Article 1
Dalam Peraturan Menteri ini yang dimaksud dengan:
1. Provinsi Lampung adalah daerah otonom sebagaimana dimaksud dalam UNDANG-UNDANG Nomor 14 Tahun 1964 tentang Penetapan PERATURAN PEMERINTAH Pengganti UNDANG-UNDANG Nomor 3 Tahun 1964 tentang Pembentukan Daerah Tingkat I Lampung dengan mengubah UNDANG-UNDANG Nomor 25 Tahun 1959 tentang Pembentukan Daerah Tingkat I Sumatera Selatan menjadi UNDANG-UNDANG.

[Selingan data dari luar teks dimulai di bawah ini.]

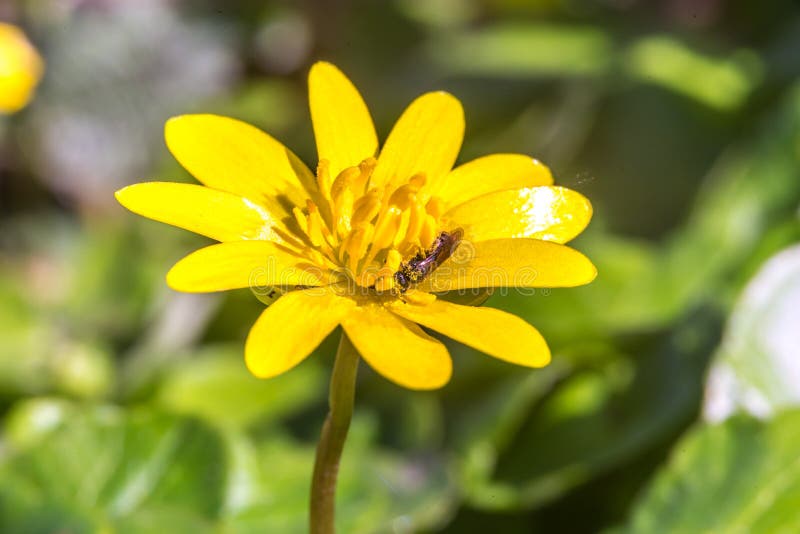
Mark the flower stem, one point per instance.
(331, 442)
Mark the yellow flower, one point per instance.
(20, 69)
(334, 240)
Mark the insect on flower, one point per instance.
(420, 266)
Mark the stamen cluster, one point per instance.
(367, 229)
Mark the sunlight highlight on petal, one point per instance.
(495, 332)
(233, 156)
(426, 139)
(202, 210)
(511, 263)
(290, 329)
(239, 264)
(550, 213)
(343, 126)
(488, 174)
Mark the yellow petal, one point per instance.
(489, 330)
(398, 349)
(343, 126)
(21, 68)
(551, 213)
(233, 156)
(426, 139)
(289, 330)
(205, 211)
(254, 264)
(488, 174)
(511, 263)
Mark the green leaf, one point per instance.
(740, 476)
(758, 365)
(104, 467)
(93, 469)
(549, 50)
(215, 384)
(552, 433)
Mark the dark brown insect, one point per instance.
(422, 265)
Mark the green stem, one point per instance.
(331, 442)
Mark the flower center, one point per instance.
(367, 229)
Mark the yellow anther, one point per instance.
(428, 232)
(343, 181)
(435, 207)
(386, 229)
(366, 208)
(403, 197)
(415, 223)
(367, 279)
(384, 284)
(402, 229)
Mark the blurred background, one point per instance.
(670, 403)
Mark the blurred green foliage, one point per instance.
(127, 407)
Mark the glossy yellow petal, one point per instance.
(397, 348)
(511, 263)
(233, 156)
(546, 212)
(21, 68)
(343, 126)
(254, 264)
(489, 330)
(289, 330)
(426, 139)
(205, 211)
(488, 174)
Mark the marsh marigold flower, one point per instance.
(373, 238)
(21, 68)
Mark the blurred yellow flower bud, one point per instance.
(21, 67)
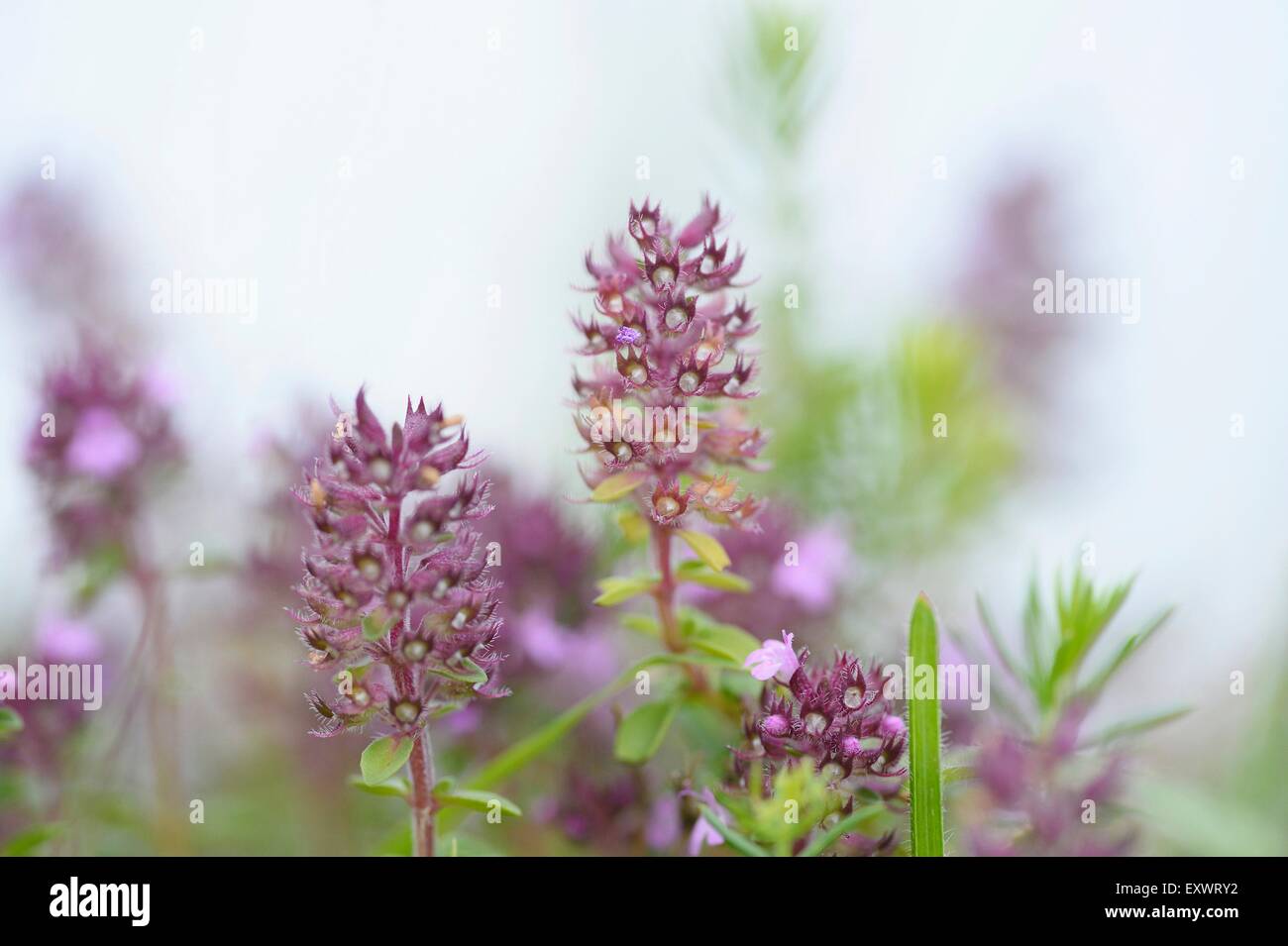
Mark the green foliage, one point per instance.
(30, 841)
(719, 640)
(925, 779)
(706, 547)
(698, 573)
(618, 485)
(614, 589)
(475, 799)
(11, 722)
(384, 757)
(1059, 639)
(640, 732)
(393, 788)
(909, 447)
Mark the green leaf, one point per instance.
(1128, 648)
(618, 485)
(614, 589)
(29, 841)
(376, 624)
(536, 744)
(642, 624)
(697, 573)
(384, 757)
(719, 640)
(1000, 648)
(926, 809)
(478, 800)
(640, 732)
(393, 788)
(706, 547)
(1134, 726)
(632, 525)
(9, 722)
(738, 842)
(468, 672)
(845, 825)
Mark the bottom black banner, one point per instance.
(235, 894)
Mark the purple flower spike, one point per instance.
(395, 588)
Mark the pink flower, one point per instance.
(702, 830)
(102, 446)
(812, 580)
(773, 659)
(60, 640)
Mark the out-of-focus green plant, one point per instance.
(907, 447)
(1059, 637)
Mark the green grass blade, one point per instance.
(743, 846)
(926, 811)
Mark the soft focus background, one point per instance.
(412, 189)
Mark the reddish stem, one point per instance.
(421, 760)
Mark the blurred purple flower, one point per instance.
(395, 585)
(773, 659)
(65, 641)
(99, 446)
(102, 447)
(703, 833)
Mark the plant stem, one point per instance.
(665, 592)
(421, 761)
(665, 597)
(421, 765)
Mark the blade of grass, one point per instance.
(735, 841)
(926, 811)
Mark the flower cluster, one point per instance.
(1038, 798)
(833, 716)
(102, 439)
(395, 589)
(669, 369)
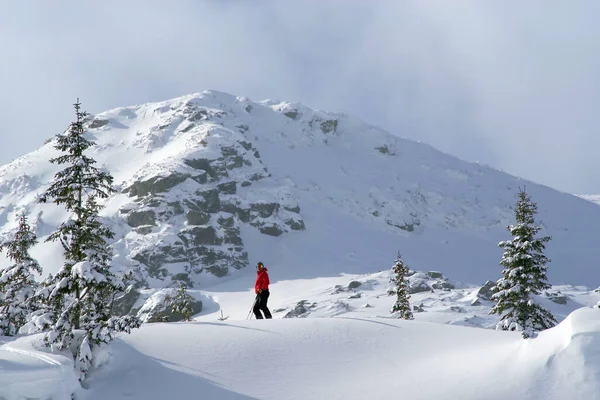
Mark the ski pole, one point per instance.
(251, 308)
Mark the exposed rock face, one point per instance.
(192, 215)
(158, 307)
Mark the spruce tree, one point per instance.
(181, 303)
(79, 296)
(17, 283)
(400, 289)
(524, 274)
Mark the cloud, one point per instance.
(510, 84)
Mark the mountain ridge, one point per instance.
(210, 183)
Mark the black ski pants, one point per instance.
(261, 305)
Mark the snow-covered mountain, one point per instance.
(209, 183)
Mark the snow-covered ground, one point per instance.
(332, 337)
(333, 358)
(363, 195)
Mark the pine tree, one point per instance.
(524, 274)
(79, 296)
(400, 290)
(17, 284)
(181, 303)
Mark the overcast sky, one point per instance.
(512, 84)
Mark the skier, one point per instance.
(261, 288)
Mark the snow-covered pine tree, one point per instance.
(181, 303)
(524, 274)
(400, 289)
(17, 283)
(79, 296)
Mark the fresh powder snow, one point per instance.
(326, 202)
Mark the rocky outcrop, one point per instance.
(195, 213)
(158, 307)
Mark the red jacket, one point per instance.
(262, 280)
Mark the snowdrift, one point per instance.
(340, 358)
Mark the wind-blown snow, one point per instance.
(346, 358)
(363, 193)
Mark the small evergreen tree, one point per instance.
(524, 274)
(17, 284)
(181, 303)
(400, 290)
(79, 296)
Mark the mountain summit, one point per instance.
(209, 183)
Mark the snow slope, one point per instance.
(350, 358)
(362, 194)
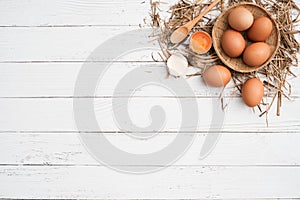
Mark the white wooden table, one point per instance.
(43, 44)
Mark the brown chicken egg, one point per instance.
(233, 43)
(240, 19)
(253, 92)
(260, 30)
(257, 54)
(217, 76)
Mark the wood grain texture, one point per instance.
(58, 80)
(73, 12)
(66, 149)
(171, 183)
(57, 115)
(43, 46)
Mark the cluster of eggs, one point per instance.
(258, 30)
(233, 43)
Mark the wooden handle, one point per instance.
(192, 23)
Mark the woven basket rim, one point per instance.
(219, 50)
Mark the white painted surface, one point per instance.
(42, 47)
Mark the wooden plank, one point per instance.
(72, 12)
(58, 80)
(171, 183)
(53, 44)
(63, 149)
(57, 115)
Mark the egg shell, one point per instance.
(177, 64)
(260, 30)
(201, 42)
(217, 76)
(257, 54)
(240, 19)
(233, 43)
(253, 92)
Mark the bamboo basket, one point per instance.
(222, 25)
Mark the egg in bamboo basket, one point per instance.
(222, 24)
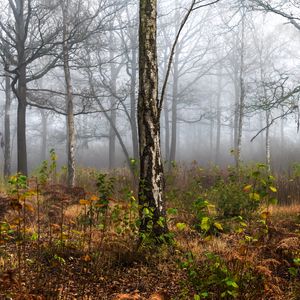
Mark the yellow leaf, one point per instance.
(86, 258)
(254, 196)
(29, 207)
(218, 226)
(94, 198)
(265, 214)
(273, 189)
(247, 187)
(84, 202)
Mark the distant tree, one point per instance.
(24, 40)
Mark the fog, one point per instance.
(226, 52)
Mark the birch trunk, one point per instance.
(242, 95)
(69, 99)
(151, 182)
(7, 144)
(219, 114)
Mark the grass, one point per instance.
(57, 243)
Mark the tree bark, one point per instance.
(69, 99)
(151, 182)
(113, 113)
(21, 121)
(21, 91)
(134, 130)
(44, 136)
(219, 113)
(174, 110)
(242, 94)
(7, 143)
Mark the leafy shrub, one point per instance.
(241, 194)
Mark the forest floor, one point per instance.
(59, 243)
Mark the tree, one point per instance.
(69, 95)
(22, 43)
(151, 182)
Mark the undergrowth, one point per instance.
(227, 238)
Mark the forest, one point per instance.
(149, 149)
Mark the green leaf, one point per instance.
(254, 196)
(218, 226)
(205, 224)
(172, 211)
(293, 271)
(232, 284)
(296, 261)
(181, 226)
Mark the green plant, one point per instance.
(241, 194)
(206, 218)
(210, 279)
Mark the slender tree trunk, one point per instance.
(242, 94)
(211, 132)
(44, 136)
(151, 184)
(167, 131)
(174, 111)
(113, 112)
(69, 99)
(21, 122)
(268, 148)
(134, 130)
(218, 137)
(7, 147)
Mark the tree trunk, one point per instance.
(7, 147)
(21, 91)
(151, 183)
(134, 130)
(44, 136)
(268, 148)
(242, 94)
(113, 113)
(69, 100)
(174, 111)
(167, 131)
(218, 137)
(21, 121)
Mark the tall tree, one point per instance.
(69, 95)
(151, 182)
(7, 139)
(28, 38)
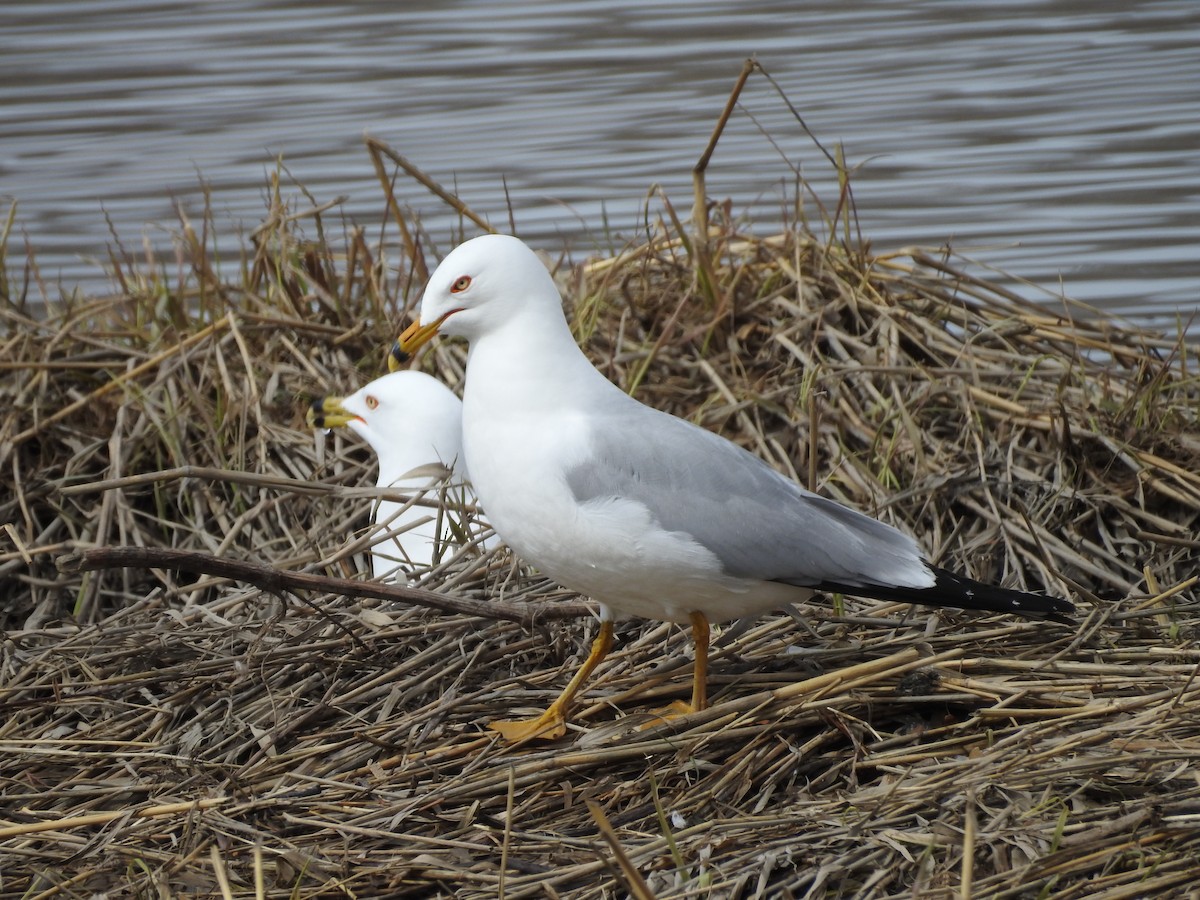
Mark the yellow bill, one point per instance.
(413, 337)
(329, 413)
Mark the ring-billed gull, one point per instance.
(414, 425)
(647, 514)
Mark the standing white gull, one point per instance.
(414, 425)
(647, 514)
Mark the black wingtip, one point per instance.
(960, 592)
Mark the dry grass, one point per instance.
(171, 735)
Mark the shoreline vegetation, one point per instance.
(192, 732)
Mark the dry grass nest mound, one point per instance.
(168, 733)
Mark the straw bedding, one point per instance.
(169, 730)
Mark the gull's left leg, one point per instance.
(552, 724)
(700, 634)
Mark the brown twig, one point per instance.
(279, 581)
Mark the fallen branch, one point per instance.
(279, 580)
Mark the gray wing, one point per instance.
(759, 523)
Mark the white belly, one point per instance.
(610, 550)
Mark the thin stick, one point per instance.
(279, 580)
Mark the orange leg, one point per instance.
(700, 672)
(552, 724)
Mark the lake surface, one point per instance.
(1059, 141)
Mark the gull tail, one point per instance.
(958, 591)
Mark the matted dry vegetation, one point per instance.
(169, 733)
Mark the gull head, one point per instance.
(399, 411)
(480, 285)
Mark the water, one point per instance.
(1055, 139)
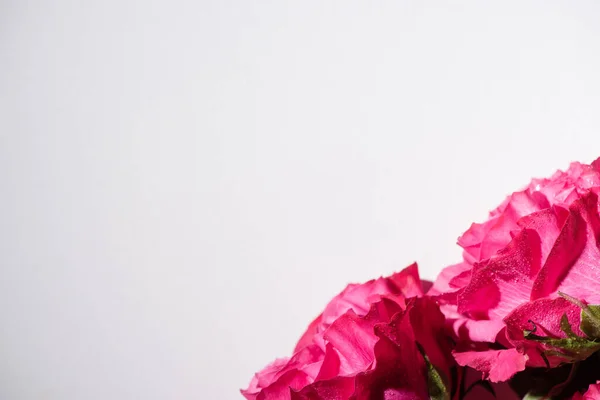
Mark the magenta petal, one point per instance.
(578, 277)
(340, 388)
(496, 365)
(353, 338)
(505, 282)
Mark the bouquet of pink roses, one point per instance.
(517, 318)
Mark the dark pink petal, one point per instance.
(579, 278)
(281, 389)
(354, 339)
(400, 371)
(496, 365)
(340, 388)
(543, 316)
(505, 281)
(446, 281)
(482, 241)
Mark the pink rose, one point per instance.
(381, 339)
(527, 276)
(592, 393)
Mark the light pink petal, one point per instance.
(353, 338)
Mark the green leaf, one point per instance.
(565, 326)
(590, 321)
(435, 383)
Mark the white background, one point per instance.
(183, 186)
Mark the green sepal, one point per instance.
(572, 348)
(590, 321)
(436, 385)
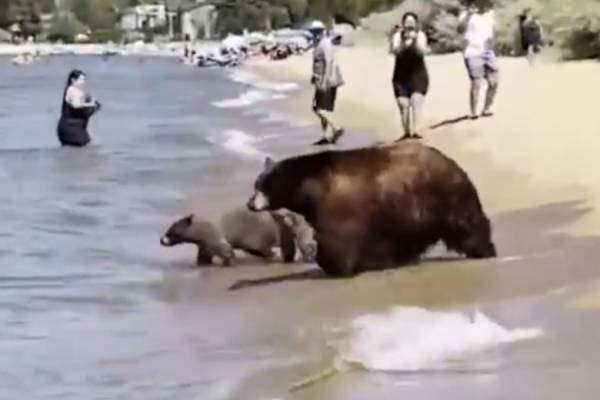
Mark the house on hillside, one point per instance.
(195, 19)
(143, 17)
(180, 18)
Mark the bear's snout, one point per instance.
(250, 204)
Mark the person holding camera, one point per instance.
(76, 111)
(479, 28)
(410, 79)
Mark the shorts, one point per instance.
(325, 99)
(408, 89)
(481, 66)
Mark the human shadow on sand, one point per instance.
(519, 234)
(451, 121)
(311, 274)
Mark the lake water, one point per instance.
(92, 307)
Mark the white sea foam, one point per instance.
(412, 339)
(250, 78)
(242, 143)
(248, 98)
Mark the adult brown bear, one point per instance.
(374, 208)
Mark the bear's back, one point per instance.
(242, 227)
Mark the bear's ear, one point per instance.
(188, 220)
(269, 162)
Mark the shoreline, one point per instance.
(168, 49)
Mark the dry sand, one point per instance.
(540, 147)
(533, 161)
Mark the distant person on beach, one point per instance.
(410, 79)
(326, 78)
(532, 39)
(76, 111)
(480, 58)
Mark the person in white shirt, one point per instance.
(326, 78)
(480, 59)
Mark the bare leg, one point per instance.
(474, 96)
(326, 123)
(531, 55)
(328, 116)
(416, 100)
(492, 80)
(404, 108)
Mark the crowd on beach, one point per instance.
(408, 43)
(235, 49)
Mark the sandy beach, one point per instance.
(148, 324)
(540, 145)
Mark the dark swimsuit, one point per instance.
(72, 126)
(410, 72)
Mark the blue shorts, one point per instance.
(481, 66)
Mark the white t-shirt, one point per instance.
(478, 32)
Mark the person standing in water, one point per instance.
(410, 80)
(480, 59)
(327, 78)
(77, 108)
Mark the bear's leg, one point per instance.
(286, 239)
(308, 251)
(204, 257)
(337, 257)
(261, 253)
(473, 239)
(226, 254)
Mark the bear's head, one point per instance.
(265, 189)
(178, 232)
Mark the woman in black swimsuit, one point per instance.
(410, 80)
(77, 109)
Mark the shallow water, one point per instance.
(91, 307)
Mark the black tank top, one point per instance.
(410, 64)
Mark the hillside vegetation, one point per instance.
(572, 25)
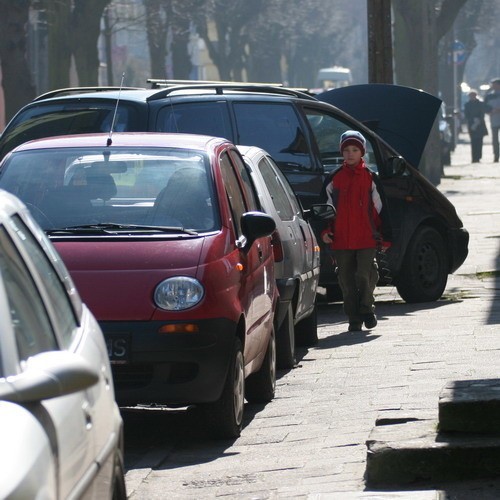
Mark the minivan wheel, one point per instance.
(424, 272)
(261, 385)
(306, 331)
(333, 293)
(224, 417)
(285, 341)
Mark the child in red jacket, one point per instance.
(354, 235)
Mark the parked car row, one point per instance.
(167, 240)
(196, 257)
(302, 134)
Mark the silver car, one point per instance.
(60, 427)
(296, 253)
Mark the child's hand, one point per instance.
(327, 237)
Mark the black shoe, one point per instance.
(370, 321)
(355, 327)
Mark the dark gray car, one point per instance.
(296, 253)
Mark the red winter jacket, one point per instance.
(355, 197)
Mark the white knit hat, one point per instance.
(354, 138)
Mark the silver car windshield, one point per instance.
(114, 190)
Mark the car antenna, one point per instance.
(109, 141)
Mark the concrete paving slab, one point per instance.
(470, 406)
(415, 452)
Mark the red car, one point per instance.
(163, 239)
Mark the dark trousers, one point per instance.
(358, 276)
(494, 139)
(476, 144)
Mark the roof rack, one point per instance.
(79, 90)
(157, 83)
(168, 87)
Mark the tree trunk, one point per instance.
(86, 29)
(156, 26)
(16, 76)
(59, 50)
(181, 61)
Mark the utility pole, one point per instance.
(380, 68)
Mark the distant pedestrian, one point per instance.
(354, 235)
(492, 101)
(474, 110)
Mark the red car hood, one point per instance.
(116, 279)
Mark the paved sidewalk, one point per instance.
(310, 441)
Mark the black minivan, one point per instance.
(302, 134)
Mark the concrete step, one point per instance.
(470, 406)
(414, 452)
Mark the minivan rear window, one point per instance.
(274, 127)
(67, 118)
(206, 118)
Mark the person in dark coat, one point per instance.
(474, 110)
(492, 101)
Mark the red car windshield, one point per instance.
(77, 187)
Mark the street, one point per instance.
(310, 441)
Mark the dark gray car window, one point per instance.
(276, 128)
(67, 118)
(64, 315)
(28, 315)
(208, 118)
(278, 194)
(327, 130)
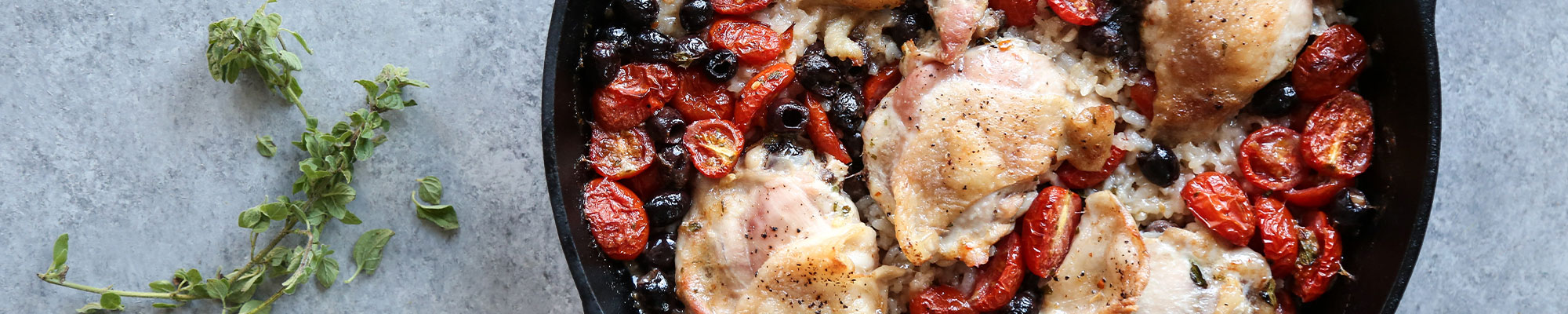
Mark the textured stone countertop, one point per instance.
(117, 134)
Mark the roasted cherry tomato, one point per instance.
(1330, 65)
(753, 42)
(615, 219)
(1338, 139)
(1048, 230)
(1271, 159)
(703, 100)
(1075, 178)
(620, 155)
(998, 280)
(1020, 13)
(1277, 230)
(761, 90)
(739, 7)
(1144, 93)
(1316, 195)
(634, 95)
(714, 147)
(879, 86)
(821, 133)
(940, 301)
(1313, 280)
(1219, 203)
(1078, 12)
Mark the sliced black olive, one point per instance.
(1276, 100)
(697, 15)
(1351, 211)
(656, 293)
(788, 117)
(818, 71)
(644, 13)
(617, 35)
(909, 20)
(652, 46)
(667, 208)
(667, 126)
(1025, 301)
(661, 252)
(720, 65)
(689, 51)
(675, 166)
(604, 62)
(1160, 166)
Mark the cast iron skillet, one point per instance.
(1403, 86)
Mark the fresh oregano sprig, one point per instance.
(325, 184)
(236, 46)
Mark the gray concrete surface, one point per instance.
(115, 133)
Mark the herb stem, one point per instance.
(178, 298)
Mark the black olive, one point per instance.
(909, 20)
(689, 51)
(652, 46)
(1276, 100)
(675, 166)
(1160, 166)
(848, 112)
(783, 147)
(661, 252)
(617, 35)
(656, 293)
(720, 65)
(788, 117)
(604, 62)
(697, 15)
(1351, 211)
(667, 208)
(667, 126)
(1025, 299)
(644, 13)
(818, 71)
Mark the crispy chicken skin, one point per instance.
(777, 236)
(1211, 56)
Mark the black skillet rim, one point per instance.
(590, 302)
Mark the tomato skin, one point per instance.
(738, 7)
(1277, 230)
(615, 219)
(761, 90)
(1219, 203)
(1000, 279)
(634, 95)
(753, 42)
(1313, 280)
(714, 147)
(1338, 139)
(940, 301)
(703, 100)
(880, 84)
(1048, 230)
(620, 155)
(1271, 159)
(1144, 93)
(1020, 13)
(1318, 195)
(1075, 178)
(1330, 65)
(1078, 12)
(821, 133)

2. Kabupaten Lampung Barat adalah daerah otonom sebagaimana dimaksud dalam UNDANG-UNDANG Nomor 6 Tahun 1991 tentang Pembentukan Kabupaten Daerah Tingkat II Lampung Barat.
3. Kabupaten Lampung Tengah adalah daerah otonom sebagaimana dimaksud dalam UNDANG-UNDANG Nomor 14 Tahun 1964 tentang Penetapan PERATURAN PEMERINTAH Pengganti UNDANG-UNDANG Nomor 3 Tahun 1964 tentang Pembentukan Daerah Tingkat I Lampung dengan mengubah UNDANG-UNDANG Nomor 25 Tahun 1959 tentang Pembentukan Daerah Tingkat I Sumatera Selatan menjadi UNDANG-UNDANG.
4. Titik Kartometrik yang selanjutnya disingkat TK adalah titik koordinat batas yang ditentukan berdasarkan pengukuran atau penghitungan posisi titik dengan menggunakan peta dasar dan peta lain sebagai pelengkap.
5. Lintang Selatan yang selanjutnya disingkat LS adalah garis khayal yang membagi bumi di bagian selatan.
6. Bujur Timur yang selanjutnya disingkat BT adalah garis khayal menghubungkan titik kutub utara dan kutub selatan bumi dan menyatakan besarnya sudut antara
posisi bujur dengan garis meridian yang berada di sebelah timur.